Milliman also projected all of the 83,000 uninsured making more than $43,500 would buy insurance rather than pay a penalty for being uninsured. Also, it predicted tens of thousands of the poorest of the poor who are eligible for Medicaid, but for some reason don’t sign up now, would sign up when the major Affordable Care Act programs begin in 2014.

“These numbers are quite a stretch,” said Rozalynn Goodwin, director of policy research at the S.C. Hospital Association, which is favors expansion of Medicaid.

The Congressional Budget Office estimates more than half of uninsured Americans subject to the mandate to have health insurance will choose to pay a penalty instead of buying insurance, Goodwin said.

Saying only 5 percent of South Carolinians will be uninsured even if the state does not expand its Medicaid program “makes light of the coverage gap S.C. will create by not opting in to the expansion,” Goodwin said. “Seventy to 80 percent of our uninsured citizens who would become eligible for Medicaid under the expansion will not have access to subsidies because they are below poverty.”

That means 150,000 to 185,000 people earning less than $11,000 per year will not be eligible for federal health insurance assistance or Medicaid but a family of four making up to $92,000 can get federally subsidized insurance.

The Hospital Association has a vested interest in the expansion. One of the major funding mechanisms for the Affordable Care Act involves sending less federal money to hospitals because they will have to treat fewer uninsured patients. If South Carolina rejects that expansion, Palmetto State hospitals will lose that money while still having to treat many uninsured patients.

If South Carolina rejects Medicaid expansion, the state’s hospitals will lose $2.7 billion over the next seven years, Goodwin said.

“That cannot and will not be absorbed without some kind of negative effect,” she said. “Hospitals will take care of the uninsured. We can either let other states pay 90 percent of the costs or we will absorb it and pass it along to private insurers.”

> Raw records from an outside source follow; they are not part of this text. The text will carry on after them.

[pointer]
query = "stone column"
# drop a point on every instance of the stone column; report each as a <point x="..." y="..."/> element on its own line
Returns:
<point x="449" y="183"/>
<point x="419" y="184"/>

South Carolina has more to gain than most states.

Not only is the state near the top in incidence of most chronic diseases, but it also is near the bottom in percentage of residents covered by health insurance. The most recent accounting indicates 17 percent of South Carolinians are uninsured. That’s an improvement from the 20 percent rate used in a Kaiser Family Foundation report on state-by-state uninsured rates last year.

In the Kaiser report, only three states have higher rates of uninsured than South Carolina — Texas at 24 percent, Nevada at 22 and New Mexico at 21. Tied with South Carolina are California, Florida, Georgia and Maine.

Leaders in Georgia, Maine and Texas have said they plan to turn down expanding Medicaid. California, Nevada, New Mexico have said they plan to accept the program’s expansion. Many national observers already put South Carolina in the non-expansion category, though Keck and Haley don’t have the final say in this Legislature-controlled state.

Advocates say rejecting the expansion could defeat one of the premises of the Affordable Care Act that when more people are insured, more people will go to doctors for preventative care and early intervention, which will improve their health and save the system money in the long term.

One example Greenwald gave: In Massachusetts, which adopted a state health reform similar to the federal law, health care reform prompted more people with HIV/AIDS to seek early intervention. That allowed them to control their conditions with drug treatment rather than hospitalization. A Massachusetts Department of Health estimated the state saved $1.5 billion in 10 years on HIV/AIDS care.